The website magicapk.com was registered just two months ago, to an individual who hasn’t disclosed his identity when domain name rights is searched.
Where does this leave Jio users?
Despite an October 2015 Supreme Court order saying that telcos have no right to link Aadhaar with mobile numbers, it’s going unheeded like most SC orders on Aadhaar.
DoT, based on a (purposely?) flawed reading of a SC ruling has asked telcos to link mobiles to aadhaar.
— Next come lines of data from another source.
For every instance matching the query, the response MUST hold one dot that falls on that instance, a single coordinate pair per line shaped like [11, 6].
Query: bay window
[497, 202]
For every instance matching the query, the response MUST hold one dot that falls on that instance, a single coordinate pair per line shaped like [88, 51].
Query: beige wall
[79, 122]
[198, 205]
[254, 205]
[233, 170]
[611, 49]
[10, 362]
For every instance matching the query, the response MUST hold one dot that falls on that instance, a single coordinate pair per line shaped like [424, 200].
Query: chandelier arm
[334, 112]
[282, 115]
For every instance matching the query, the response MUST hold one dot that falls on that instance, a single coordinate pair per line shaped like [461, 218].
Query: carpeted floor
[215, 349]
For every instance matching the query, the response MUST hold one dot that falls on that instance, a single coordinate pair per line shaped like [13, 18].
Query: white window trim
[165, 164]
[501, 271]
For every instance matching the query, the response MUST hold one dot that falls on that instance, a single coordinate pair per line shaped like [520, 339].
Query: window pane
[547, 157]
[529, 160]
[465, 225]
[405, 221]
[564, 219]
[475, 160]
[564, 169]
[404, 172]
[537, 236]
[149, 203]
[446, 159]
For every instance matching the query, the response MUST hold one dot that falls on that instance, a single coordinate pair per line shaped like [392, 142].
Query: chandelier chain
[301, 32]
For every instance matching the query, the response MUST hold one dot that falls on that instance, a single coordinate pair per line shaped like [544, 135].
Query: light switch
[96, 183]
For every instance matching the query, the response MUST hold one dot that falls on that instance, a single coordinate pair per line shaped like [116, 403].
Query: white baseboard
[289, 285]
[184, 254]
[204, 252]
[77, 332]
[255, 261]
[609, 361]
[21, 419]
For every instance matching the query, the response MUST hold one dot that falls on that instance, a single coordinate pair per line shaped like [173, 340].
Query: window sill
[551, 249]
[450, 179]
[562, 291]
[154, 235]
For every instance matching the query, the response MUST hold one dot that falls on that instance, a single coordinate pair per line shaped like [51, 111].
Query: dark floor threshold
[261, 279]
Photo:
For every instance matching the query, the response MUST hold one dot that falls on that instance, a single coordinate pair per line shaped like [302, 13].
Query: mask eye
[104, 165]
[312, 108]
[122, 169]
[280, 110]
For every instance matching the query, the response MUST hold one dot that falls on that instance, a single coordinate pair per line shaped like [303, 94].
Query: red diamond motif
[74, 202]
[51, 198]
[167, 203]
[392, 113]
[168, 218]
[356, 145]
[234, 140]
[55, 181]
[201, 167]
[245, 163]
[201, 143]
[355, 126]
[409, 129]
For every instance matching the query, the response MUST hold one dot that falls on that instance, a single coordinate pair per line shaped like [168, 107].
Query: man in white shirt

Means more Aadhaar data at risk
— Nikhil Pahwa (@nixxin) July 10, 2017
It is important to note a Constitution bench on October 2015 denied Mobile Aadhaar linking plea from TRAI. https://t.co/oOdSjQt4zC
— Anivar Aravind (@anivar) July 10, 2017
As the government goes on a rampage linking essential services like healthcare, PDS and ration, food supply for the poor, mid-day meals at government schools, enrollment in schools, hospitalisation, train ticket booking, and even bank accounts, to Aadhaar, the central question of the privacy activists is completely ignored.
I've been saying for a while: the Aadhaar data is too valuable, ecosystem too flawed and vulnerable, for it to survive the test of time
— Nikhil Pahwa (@nixxin) July 10, 2017
Govt, @UIDAI & @NandanNilekani keep treating people questioning Aadhaar ecosystem as enemies, instead of using inputs to modify and improve
— Nikhil Pahwa (@nixxin) July 10, 2017
The Aadhaar ecosystem, which has been thoroughly exposed as a leaky, fraud-prone extreme surveillance system that reduces citizens to transactional points and nothing more, suspending their fundamental rights to the will of an authoritarian regime, is a many-headed hydra.
Like Reliance Jio, which boasts of its fastest 100 million reach and tries to assure its users of ungodly data speeds, even though the reality is completely different, every other telco and commercial and governmental entities premised on Aadhaar, are vulnerable to cyber crimes.